Zhou’s coming to call
on us was a gesture of considerable courtesy. The normal diplomatic
procedure is for a visiting delegation to be received in a public
building of the host country, especially when the difference in
protocol rank of the head of the two delegations is so great. (In
contrast to Zhou, the Premier, my protocol rank as National
Security Advisor was equivalent to that of a deputy Cabinet
secretary, three levels down.)
We soon discovered
that our Chinese hosts had designed an almost improbably leisurely
schedule—as if to signal that after surviving more than two decades
of isolation, they were in no particular hurry to conclude a
substantive agreement now. We were scheduled to be in Beijing for
almost exactly forty-eight hours. We could not extend our stay
because we were expected in Paris for talks on Vietnam; nor did we
control the schedule of the presidential plane of Pakistan, which
had taken us to Beijing.
When we saw our
program, we realized that, in addition to this pause before Zhou’s
arrival, a four-hour visit to the Forbidden City had been planned.

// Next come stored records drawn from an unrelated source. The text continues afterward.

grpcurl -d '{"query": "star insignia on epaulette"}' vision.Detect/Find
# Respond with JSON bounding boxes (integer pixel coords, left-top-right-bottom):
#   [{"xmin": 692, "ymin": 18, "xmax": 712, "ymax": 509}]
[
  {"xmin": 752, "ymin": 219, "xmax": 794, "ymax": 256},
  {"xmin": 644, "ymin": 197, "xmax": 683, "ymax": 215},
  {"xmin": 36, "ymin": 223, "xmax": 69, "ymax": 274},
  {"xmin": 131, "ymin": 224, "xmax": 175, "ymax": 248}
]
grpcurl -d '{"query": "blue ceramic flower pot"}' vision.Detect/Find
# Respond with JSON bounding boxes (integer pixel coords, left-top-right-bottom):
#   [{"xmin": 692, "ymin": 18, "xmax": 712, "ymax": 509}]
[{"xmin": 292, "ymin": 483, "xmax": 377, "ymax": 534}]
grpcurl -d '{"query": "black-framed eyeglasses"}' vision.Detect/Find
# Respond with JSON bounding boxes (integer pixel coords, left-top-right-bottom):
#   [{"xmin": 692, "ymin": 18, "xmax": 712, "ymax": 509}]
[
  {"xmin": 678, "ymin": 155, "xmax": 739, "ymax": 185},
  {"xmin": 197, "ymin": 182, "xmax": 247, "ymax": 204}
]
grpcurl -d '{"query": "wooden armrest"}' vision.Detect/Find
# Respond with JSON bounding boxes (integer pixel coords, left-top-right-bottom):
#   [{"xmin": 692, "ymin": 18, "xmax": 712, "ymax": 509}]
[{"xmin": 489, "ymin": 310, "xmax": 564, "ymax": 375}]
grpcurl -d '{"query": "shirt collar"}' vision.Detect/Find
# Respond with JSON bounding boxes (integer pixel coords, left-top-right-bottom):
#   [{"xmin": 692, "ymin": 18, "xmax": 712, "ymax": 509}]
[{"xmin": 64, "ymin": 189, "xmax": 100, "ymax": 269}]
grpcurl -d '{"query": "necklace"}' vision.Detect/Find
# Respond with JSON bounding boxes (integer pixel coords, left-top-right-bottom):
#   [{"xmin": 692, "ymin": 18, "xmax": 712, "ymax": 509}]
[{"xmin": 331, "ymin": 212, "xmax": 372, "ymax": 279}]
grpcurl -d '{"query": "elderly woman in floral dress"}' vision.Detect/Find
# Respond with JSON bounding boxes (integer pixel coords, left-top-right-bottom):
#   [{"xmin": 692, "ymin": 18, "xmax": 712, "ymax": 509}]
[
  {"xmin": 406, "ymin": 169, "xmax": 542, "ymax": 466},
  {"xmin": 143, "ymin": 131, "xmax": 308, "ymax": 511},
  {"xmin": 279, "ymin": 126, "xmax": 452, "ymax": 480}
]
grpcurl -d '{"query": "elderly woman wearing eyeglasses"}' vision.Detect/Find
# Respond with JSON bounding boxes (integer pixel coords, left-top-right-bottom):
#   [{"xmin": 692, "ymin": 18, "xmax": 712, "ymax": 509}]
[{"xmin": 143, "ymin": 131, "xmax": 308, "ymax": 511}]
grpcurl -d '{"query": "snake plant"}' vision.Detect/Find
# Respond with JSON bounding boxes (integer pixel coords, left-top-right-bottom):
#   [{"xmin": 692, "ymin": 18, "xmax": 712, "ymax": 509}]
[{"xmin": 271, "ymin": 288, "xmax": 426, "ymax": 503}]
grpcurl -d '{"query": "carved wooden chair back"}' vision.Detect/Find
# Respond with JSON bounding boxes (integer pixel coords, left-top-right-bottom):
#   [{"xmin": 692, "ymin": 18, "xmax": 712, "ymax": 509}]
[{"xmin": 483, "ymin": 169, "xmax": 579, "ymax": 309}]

Thus eight hours of the available forty-eight hours had been
provided for. As it turned out, Zhou would be unavailable for the
next evening, which had been reserved for a visit by a North Korean
Politburo member, which could not be rescheduled—or perhaps was not
as a cover for the secret trip. If one allowed for sixteen hours
for two nights’ rest, there would be less than twenty-four hours
left for the first dialogue between countries that had been at war,
near war, and without significant diplomatic contact for twenty
years.
In fact only two
formal negotiating sessions were available: seven hours on the day
of my arrival, from 4:30 P.M. to 11:20 P.M.; and six hours on the
next, from noon until about 6:30 P.M. The first meeting was at the
State Guesthouse—the United States acting as host by the conceit of
Chinese protocol. The second was at the Great Hall of the People,
where the Chinese government would receive us.
It could be argued
that the apparent Chinese nonchalance was a form of psychological
pressure. To be sure, had we left without progress, it would have
been a major embarrassment to Nixon, who had not shared my mission
with any other Cabinet member. But if the calculations of two years
of China diplomacy were correct, the exigencies that had induced
Mao to extend the invitation might turn unmanageable by a rebuff of
an American mission to Beijing.
Confrontation made no
sense for either side; that is why we were in Beijing. Nixon was
eager to raise American sights beyond Vietnam. Mao’s decision had
been for a move that might force the Soviets to hesitate before
taking on China militarily. Neither side could afford failure. Each
side knew the stakes.
In a rare symbiosis
of analyses, both sides decided to spend most of the time on trying
to explore each other’s perception of the international order.
Since the ultimate purpose of the visit was to start the process of
determining whether the previously antagonistic foreign policies of
the two countries could be aligned, a conceptual discussion—at some
points sounding more like a conversation between two professors of
international relations than a working diplomatic dialogue—was, in
fact, the ultimate form of practical diplomacy.
When the Premier
arrived, our handshake was a symbolic gesture—at least until Nixon
could arrive in China for a public repetition—since Secretary of
State John Foster Dulles had refused to shake hands with Zhou at
the Geneva Conference in 1954, a slight that rankled, despite the
frequent Chinese protestations that it made no difference. We then
repaired to a conference room in the guesthouse and faced each
other across a green baize table. Here the American delegation had
its first personal experience with the singular figure who had
worked by Mao’s side through nearly a half century of revolution,
war, upheaval, and diplomatic maneuver.